Algorithmic Differentiation (AD) by operator overloading in C++

dco/c++ Userguide Chapter 1
Summary of Features

Contents

Introduction

We consider implementations of multivariate vector functions $$ f : D^{n} \times D^{n'} \rightarrow D^m \times D^{m'} : (\mathbf{y}, \mathbf{y}') = f(\mathbf{x},\mathbf{x}') $$ as computer programs over some base data type $D$ (for example, single or higher precision floating-point data, intervals, convex/concave relaxations, vectors/ensembles). (We assume that the arithmetic inside $f$ is completely defined (through overloading of the elemental functions; see below.) The $n$ active (also: independent) and $n'$ passive inputs are mapped onto $m$ active (also: dependent) and $m'$ passive outputs.
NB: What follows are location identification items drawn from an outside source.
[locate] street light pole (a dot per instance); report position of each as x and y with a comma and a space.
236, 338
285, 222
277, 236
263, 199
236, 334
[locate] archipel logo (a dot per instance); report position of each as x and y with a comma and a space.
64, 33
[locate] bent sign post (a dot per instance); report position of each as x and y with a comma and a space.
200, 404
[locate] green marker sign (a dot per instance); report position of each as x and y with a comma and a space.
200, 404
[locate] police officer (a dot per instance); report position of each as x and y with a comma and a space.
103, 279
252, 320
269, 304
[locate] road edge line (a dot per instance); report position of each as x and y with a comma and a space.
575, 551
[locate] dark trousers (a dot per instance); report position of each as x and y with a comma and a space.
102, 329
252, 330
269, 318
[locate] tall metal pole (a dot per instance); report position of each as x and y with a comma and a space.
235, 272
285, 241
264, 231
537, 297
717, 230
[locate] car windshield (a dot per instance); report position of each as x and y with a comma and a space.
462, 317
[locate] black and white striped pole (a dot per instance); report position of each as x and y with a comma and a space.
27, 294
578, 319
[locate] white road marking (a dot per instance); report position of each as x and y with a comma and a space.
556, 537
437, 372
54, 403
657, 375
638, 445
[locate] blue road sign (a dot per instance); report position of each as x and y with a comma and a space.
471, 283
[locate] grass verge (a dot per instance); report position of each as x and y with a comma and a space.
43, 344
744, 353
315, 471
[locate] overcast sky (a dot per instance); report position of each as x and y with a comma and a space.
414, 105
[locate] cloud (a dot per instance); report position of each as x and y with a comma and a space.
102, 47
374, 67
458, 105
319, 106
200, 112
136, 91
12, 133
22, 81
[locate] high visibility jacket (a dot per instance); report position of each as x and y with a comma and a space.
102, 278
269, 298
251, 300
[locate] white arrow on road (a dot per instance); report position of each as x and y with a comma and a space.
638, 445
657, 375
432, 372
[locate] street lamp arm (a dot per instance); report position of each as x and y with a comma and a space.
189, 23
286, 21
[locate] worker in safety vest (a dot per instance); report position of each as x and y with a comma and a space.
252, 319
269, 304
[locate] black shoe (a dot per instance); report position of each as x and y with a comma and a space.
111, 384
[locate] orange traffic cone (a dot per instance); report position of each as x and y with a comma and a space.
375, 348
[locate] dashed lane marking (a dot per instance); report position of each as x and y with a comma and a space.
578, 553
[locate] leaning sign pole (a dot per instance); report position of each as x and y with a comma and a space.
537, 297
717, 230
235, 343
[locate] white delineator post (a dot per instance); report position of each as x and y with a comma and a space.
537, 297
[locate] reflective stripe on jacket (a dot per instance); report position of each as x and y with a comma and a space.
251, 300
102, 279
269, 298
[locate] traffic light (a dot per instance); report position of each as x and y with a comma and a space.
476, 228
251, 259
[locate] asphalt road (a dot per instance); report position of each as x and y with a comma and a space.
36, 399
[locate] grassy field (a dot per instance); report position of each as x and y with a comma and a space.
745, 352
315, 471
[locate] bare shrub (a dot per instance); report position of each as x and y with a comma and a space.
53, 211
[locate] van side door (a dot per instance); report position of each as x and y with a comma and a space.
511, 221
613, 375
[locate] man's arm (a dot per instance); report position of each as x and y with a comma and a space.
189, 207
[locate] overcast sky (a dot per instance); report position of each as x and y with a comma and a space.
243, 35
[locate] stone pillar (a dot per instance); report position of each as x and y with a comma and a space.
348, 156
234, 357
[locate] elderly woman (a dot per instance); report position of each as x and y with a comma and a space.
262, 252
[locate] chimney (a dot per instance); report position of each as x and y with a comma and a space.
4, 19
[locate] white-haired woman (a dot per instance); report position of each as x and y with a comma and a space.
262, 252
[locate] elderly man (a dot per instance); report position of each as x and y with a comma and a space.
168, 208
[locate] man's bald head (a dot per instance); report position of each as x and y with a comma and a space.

The given implementation is assumed to be $k$ times continuously differentiable at all points of interest implying the existence and finiteness of the Jacobian $$ \nabla f = \nabla_\mathbf{x} f(\mathbf{x},\mathbf{x}') \equiv \frac{\partial \mathbf{y}}{\partial \mathbf{x}}(\mathbf{x},\mathbf{x}') \in D^{m \times n}, $$ the Hessian $$ \nabla^2 f = \nabla^2 f(\mathbf{x},\mathbf{x}') \equiv \frac{\partial^2 \mathbf{y}}{\partial \mathbf{x}^2}(\mathbf{x},\mathbf{x}') \in D^{m \times n \times n}, $$ if $k\geq2,$ and of potentially higher derivative tensors $$ \nabla^k f = \nabla^k f(\mathbf{x},\mathbf{x}') \equiv \frac{\partial^k \mathbf{y}}{\partial \mathbf{x}^k}(\mathbf{x},\mathbf{x}') \in D^{m \times \overset{k}{\underset{l=1}{\times}} n}. $$ We denote $$\nabla^k f=\left(\left [\nabla^k f \right ]_i^{j_1,\ldots,j_k} \right)_{i=0,\ldots,m-1}^{j_1,\ldots,j_k=0,\ldots,n-1},$$ and we use $*$ to denote the entire range of an index. For example, $\left [\nabla f \right ]_i^*$ denotes the $i$th row and $\left [\nabla f \right ]_*^j$ the $j$th column of the Jacobian, respectively. Algorithmic differentiation is implemented by overloading of elemental functions including the built-in functions and operators of C++ as well as user-defined higher-level elemental functions.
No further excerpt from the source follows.